Roundup: Why the Oscars matter, even if they don't

Posted by · 4:07 am · October 23rd, 2013

The best Oscar-related piece on the internet comes from Salon critic Andrew O’Hehir, who examines our fascination with the awards, as as we concede that they mean little in the grand scheme of things: “The Oscar race has things to teach us, every single year; but on the other hand, the manufactured narrative that gets spun out of it is almost entirely devoid of meaning … like electoral politics with the ideology shoved under the carpet.” The difference this year, he says, is that neither of this year’s two apparent race-leaders fit the usual Oscar formula: “12 Years a Slave” is a “valuable historical corrective” and “formally audacious,” while “Gravity” “may have too much catharsis … a remake of Kubrick”s ‘2001’ made by HAL.” [Salon]

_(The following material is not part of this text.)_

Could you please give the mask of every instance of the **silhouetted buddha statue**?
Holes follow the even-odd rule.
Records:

An excellent piece by Justin Chang on the balance of brutality and spirituality in “12 Years a Slave” (for consumption only after seeing the film). [Variety]  

Richard Brody, meanwhile, debates the rights and wrongs of depicting slavery on screen at all. [New Yorker]

Robert Downey, Jr., Leonardo DiCaprio and Jennifer Lawrence lead Vulture’s Most Valuable Stars list. [Vulture]

Sean Fennessey on the improbable coolness of Best Supporting Actor contender Jared Leto. [Grantland]

15 foreign-language contenders are included in the lineup for AFI Fest. [LA Times]

Christopher Kelly on the Austin Film Festival, where the screenwriter is star. [New York Times]

Matt Noble considers the posthumous award prospects for James Gandolfini in “Enough Said.” [Gold Derby]

Tom Tykwer is the latest film director to move to TV. [Screen Daily

Confessions of a serial watcher: why some of us can watch films up to 20 times, and not even ones we love. [The Guardian]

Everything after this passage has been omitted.